Les Apôtres, poussés par l'Esprit Saint, invitaient tous les hommes à changer
de vie, à se convertir et à recevoir le baptême. Aussitôt après l'événement de
la Pentecôte, Pierre s'adressa à la foule de manière convaincante: « D'entendre
cela, ils eurent le cœur transpercé et ils dirent à Pierre et aux Apôtres:
"Frères, que devons-nous faire?". Pierre leur répondit: "Convertissez-vous,
et que chacun de vous se fasse baptiser au nom de Jésus Christ pour la
rémission de ses péchés, et vous recevrez alors le don du Saint-Esprit" »
(Ac 2, 37-38). Et il baptisa en ce jour environ trois mille personnes.
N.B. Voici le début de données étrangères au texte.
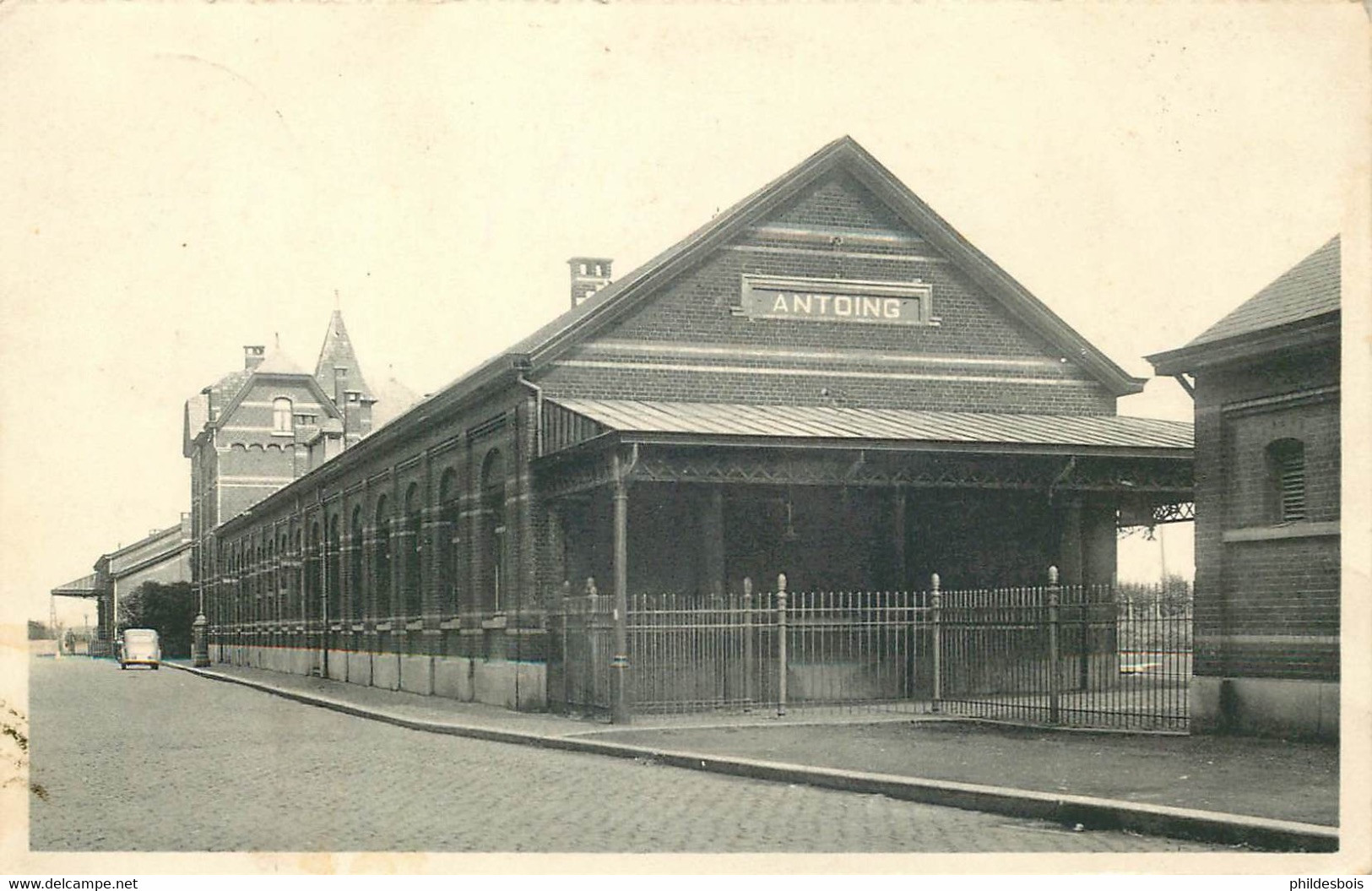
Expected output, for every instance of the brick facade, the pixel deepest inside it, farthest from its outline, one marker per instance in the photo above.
(456, 526)
(1266, 616)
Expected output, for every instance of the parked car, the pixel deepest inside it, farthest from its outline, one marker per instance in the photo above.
(140, 647)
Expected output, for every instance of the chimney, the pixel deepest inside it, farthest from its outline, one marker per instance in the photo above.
(351, 416)
(339, 384)
(588, 274)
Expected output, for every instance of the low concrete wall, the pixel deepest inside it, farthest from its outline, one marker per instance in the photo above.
(386, 671)
(453, 678)
(518, 685)
(360, 669)
(1266, 707)
(338, 665)
(417, 674)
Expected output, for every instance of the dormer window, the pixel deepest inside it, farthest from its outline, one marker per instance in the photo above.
(281, 415)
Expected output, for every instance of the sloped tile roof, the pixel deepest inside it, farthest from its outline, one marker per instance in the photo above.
(1306, 290)
(278, 362)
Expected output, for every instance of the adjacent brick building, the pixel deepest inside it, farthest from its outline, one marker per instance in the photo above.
(1266, 438)
(257, 428)
(825, 381)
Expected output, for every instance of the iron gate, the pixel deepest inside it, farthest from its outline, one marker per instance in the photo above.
(1071, 655)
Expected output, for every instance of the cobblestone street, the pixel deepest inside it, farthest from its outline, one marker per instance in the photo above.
(164, 761)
Pierre encore, après la guérison de l'impotent parla à la foule et répéta: « Convertissez-vous
donc et revenez à Dieu afin que vos péchés soient effacés!» (Ac 3, 19).
La conversion
au Christ est liée au baptême, non seulement dans la pratique de l'Eglise mais
parce que c'est la volonté du Christ, qui a demandé de faire des disciples de
toutes les nations et de les baptiser (cf. Mt 28, 19), et aussi en
raison de l'exigence intrinsèque de recevoir la plénitude de la vie en lui: «
En vérité, en vérité, je te le dis - déclare Jésus à Nicodème -, à moins de
naître d'eau et d'Esprit, nul ne peut entrer dans le Royaume de Dieu » (Jn
3, 5). Le baptême en effet nous fait naître à la vie d'enfants de Dieu; il nous
unit à Jésus Christ; il nous confère l'onction dans l'Esprit Saint. Le baptême
n'est pas seulement le sceau de la conversion, un signe extérieur qui la fait
voir et l'atteste, c'est le sacrement qui signifie et opère cette nouvelle
naissance dans l'Esprit crée des liens réels et indissolubles avec la Trinité,
rend membres du Corps du Christ qui est l'Eglise.
Il faut
rappeler tout cela, car certains, précisément là où s'exerce la mission ad
gentes, tendent à dissocier la conversion au Christ et le baptême, jugeant que
celui-ci n'est pas nécessaire. Il est vrai que, dans tel ou tel milieu, on
observe des conditionnements sociologiques du baptême qui en obscurcissent la
véritable signification de foi. Divers facteurs historiques et culturels en
sont la cause: il faut les faire disparaître là où ils subsistent encore, afin
que le sacrement de la régénération spirituelle apparaisse dans toute sa
valeur; c'est le devoir des communautés ecclésiales locales de s'y employer. Il
est vrai également qu'un certain nombre de personnes déclarent avoir
intérieurement donné leur foi au Christ et à son message, sans pour autant
vouloir s'engager sacramentellement parce que, à cause de leurs préjugés et des
fautes des chrétiens elles ne parviennent pas à percevoir la vraie nature de l'Eglise,
mystère de foi et d'amour77. Je voudrais encourager ces personnes à
s'ouvrir pleinement au Christ, en leur rappelant que si elles se sentent
attirées par le Christ, c'est lui qui a voulu l'Eglise comme le « lieu » où
elles peuvent effectivement le rencontrer. En même temps, j'invite les fidèles
et les communautés chrétiennes à témoigner authentiquement du Christ par leur
vie nouvelle.
Certes, tout
converti est un don fait à l'Eglise et représente pour elle une grave
responsabilité, non seulement parce qu'il faut le préparer au baptême par le
catéchuménat et poursuivre ensuite son instruction religieuse, mais parce que,
surtout s'il s'agit d'un adulte, il apporte une sorte d'énergie nouvelle,
l'enthousiasme de la foi, le désir de trouver dans l'Eglise même l'Evangile
vécu. Il serait deçu si, une fois entré dans la communauté ecclésiale, il y
trouvait une vie sans ferveur et sans signe de renouvellement. Nous ne pouvons
pas prêcher la conversion sans nous convertir nous-mêmes chaque jour.